En seguridad, el reto será muy complejo, una nueva caracterización de la fenomenología criminal del país por regiones es una tarea mandatoria, la recuperación de las capacidades estratégicas es una necesidad imperiosa, el fortalecimiento del proceso militar de toma de decisiones bajo las exigencias tecnológicas del siglo XXI se suma a las tareas inmediatas, retomar el control efectivo del territorio, fortalecer la inteligencia y reforzar las finanzas del sector Defensa, hacen parte de un paquete de tareas que en la medida de lo urgente deben realizarse. Hay que aclarar que no hay fórmulas mágicas ni recetas preestablecidas para solucionar de tajo la complejidad del orden interno nacional. Pero se puede, se debe y se tiene.
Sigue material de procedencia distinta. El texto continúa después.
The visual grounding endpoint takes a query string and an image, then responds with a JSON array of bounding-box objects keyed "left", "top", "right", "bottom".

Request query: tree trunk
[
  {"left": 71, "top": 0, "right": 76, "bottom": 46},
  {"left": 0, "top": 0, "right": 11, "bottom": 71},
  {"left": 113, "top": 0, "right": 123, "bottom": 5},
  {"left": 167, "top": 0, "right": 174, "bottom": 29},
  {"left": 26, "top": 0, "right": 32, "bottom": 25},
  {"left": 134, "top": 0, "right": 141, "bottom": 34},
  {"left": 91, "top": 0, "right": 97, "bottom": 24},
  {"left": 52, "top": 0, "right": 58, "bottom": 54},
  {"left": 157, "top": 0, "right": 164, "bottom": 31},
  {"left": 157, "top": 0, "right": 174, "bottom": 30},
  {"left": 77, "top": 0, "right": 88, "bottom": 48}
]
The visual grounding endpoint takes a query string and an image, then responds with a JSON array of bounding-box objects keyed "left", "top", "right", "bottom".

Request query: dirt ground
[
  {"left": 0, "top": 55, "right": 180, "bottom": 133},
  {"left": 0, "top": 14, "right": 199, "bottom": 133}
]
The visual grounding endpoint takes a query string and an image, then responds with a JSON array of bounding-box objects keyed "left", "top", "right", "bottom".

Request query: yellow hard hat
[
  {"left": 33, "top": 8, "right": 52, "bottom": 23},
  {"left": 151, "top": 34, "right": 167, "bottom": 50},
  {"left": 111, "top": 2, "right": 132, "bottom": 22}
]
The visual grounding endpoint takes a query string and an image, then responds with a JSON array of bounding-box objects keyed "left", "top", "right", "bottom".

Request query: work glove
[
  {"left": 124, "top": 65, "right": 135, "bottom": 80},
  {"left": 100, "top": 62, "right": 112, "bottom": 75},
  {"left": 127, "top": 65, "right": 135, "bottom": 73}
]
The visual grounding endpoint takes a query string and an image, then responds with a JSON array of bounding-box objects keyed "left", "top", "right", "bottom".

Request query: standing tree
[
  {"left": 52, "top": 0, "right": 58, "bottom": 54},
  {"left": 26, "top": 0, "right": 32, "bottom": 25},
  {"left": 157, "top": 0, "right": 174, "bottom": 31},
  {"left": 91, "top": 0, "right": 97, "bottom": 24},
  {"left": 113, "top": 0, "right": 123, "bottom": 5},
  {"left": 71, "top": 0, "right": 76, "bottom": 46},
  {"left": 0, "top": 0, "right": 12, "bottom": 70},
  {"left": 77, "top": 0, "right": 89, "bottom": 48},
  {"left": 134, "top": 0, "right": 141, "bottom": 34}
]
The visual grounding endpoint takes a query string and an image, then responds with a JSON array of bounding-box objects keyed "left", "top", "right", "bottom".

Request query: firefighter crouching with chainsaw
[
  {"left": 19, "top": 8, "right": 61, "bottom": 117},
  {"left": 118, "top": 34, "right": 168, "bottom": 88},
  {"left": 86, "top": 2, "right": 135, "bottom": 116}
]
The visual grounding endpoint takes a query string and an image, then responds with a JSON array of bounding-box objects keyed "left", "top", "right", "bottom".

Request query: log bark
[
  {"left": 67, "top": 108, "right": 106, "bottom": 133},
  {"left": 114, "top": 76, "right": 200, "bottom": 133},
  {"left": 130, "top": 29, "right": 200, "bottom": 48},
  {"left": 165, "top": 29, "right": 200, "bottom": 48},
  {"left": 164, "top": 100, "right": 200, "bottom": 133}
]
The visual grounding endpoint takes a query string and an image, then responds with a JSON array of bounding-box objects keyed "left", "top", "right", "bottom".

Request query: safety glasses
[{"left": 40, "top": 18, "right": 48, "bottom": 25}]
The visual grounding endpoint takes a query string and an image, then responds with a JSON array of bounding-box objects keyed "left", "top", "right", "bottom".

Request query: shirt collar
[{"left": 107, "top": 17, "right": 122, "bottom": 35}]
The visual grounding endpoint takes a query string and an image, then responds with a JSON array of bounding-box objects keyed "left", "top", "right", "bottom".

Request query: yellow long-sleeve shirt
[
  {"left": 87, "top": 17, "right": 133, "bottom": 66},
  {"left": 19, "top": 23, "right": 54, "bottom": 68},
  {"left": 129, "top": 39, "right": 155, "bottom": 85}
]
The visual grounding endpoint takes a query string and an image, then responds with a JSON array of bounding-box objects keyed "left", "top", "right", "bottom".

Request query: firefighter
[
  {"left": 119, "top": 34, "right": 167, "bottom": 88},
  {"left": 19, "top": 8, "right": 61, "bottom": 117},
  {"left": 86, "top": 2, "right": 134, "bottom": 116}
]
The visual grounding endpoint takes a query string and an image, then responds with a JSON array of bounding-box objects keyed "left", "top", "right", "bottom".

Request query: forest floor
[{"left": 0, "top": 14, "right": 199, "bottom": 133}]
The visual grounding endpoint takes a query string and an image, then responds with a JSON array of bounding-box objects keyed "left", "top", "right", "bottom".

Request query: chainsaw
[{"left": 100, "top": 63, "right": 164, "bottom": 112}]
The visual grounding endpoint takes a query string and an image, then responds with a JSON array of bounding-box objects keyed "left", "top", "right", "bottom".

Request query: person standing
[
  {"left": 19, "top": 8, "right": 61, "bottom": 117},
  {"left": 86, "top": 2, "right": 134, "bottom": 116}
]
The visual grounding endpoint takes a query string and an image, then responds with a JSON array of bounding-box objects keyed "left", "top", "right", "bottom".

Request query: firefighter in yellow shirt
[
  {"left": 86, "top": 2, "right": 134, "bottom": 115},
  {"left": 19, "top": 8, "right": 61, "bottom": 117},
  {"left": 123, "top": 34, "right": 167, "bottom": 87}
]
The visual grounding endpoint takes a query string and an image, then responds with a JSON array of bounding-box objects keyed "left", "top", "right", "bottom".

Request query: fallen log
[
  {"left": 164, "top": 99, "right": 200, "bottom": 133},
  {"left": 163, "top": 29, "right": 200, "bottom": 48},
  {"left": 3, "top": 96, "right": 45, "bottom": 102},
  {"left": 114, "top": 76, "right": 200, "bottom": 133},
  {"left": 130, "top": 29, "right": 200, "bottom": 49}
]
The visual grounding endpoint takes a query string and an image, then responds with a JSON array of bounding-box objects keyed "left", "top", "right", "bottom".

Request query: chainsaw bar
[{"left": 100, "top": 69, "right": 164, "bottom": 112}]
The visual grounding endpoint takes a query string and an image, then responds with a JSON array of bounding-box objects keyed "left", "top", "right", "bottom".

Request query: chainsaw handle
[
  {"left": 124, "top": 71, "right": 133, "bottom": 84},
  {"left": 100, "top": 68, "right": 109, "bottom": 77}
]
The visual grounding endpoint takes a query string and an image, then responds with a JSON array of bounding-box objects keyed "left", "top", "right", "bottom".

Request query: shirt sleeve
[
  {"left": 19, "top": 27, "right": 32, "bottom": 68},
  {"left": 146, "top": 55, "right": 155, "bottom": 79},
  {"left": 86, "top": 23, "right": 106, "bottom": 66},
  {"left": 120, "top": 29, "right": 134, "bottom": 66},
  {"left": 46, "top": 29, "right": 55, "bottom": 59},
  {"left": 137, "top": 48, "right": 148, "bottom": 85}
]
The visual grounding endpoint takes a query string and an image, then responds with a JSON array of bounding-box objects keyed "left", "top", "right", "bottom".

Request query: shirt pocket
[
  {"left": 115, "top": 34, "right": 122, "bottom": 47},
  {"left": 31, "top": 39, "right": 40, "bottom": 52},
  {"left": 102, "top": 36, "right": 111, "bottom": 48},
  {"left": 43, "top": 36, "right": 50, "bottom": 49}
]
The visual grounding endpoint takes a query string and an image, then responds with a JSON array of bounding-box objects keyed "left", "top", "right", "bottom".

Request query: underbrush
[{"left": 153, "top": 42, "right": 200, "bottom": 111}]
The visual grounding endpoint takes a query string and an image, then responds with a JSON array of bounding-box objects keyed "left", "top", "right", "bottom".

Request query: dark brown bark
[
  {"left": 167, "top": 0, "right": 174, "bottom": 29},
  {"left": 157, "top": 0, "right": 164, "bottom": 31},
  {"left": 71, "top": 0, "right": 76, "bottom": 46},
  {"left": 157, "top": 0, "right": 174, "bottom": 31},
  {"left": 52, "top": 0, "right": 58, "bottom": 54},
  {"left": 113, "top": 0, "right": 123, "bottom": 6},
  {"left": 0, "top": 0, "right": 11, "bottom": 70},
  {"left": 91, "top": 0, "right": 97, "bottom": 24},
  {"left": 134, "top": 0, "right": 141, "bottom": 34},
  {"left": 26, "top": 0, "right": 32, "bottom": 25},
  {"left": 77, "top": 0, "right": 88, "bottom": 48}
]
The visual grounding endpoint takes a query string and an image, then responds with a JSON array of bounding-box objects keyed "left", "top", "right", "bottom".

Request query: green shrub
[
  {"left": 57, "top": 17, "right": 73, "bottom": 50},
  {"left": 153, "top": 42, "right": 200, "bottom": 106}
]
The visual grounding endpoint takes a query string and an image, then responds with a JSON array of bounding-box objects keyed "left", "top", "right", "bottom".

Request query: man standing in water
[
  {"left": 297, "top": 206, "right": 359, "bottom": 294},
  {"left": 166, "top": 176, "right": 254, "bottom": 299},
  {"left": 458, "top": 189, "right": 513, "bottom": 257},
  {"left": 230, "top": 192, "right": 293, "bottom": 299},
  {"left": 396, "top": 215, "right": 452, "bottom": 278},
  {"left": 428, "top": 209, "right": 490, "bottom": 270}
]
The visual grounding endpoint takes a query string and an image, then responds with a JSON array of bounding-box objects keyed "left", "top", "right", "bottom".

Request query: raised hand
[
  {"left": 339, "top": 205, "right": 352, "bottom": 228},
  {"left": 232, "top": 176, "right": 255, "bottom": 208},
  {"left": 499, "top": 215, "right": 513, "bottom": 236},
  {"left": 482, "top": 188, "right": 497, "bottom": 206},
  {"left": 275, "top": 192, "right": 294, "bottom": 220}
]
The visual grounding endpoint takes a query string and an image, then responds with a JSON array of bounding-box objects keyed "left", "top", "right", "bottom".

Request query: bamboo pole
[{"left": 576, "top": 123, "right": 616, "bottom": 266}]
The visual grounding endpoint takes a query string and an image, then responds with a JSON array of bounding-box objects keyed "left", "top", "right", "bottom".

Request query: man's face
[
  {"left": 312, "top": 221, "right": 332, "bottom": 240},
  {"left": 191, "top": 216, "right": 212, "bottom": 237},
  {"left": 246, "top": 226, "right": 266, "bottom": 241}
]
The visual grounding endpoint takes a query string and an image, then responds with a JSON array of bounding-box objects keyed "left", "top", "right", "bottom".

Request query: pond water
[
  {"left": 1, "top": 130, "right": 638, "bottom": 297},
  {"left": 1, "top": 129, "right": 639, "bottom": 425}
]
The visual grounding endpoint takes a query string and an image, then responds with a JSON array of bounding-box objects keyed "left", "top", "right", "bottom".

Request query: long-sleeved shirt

Finalmente, más allá de nombres y partidos, Colombia necesita una política exterior de Estado que supere ideologías y cálculos coyunturales. El interés nacional exige alinear objetivos internos con la realidad del sistema internacional, reconociendo que la posición periférica del país obliga a actuar con pragmatismo y claridad. Negar lo evidente no es estrategia; es una apuesta costosa que encarece la paz, debilita la economía y limita la voz del país en los foros donde se cuestiona su futuro. Como recordaba Morgenthau, “el interés definido en términos de poder es la brújula de la política internacional”. Hoy esa brújula apunta hacia un imperativo ineludible: reconocer la amenaza, reconstruir la cooperación y recuperar la credibilidad y la confianza. Solo así Colombia podrá abandonar la cuerda floja y caminar con firmeza hacia una política exterior que defienda su soberanía con hechos, no con silencios.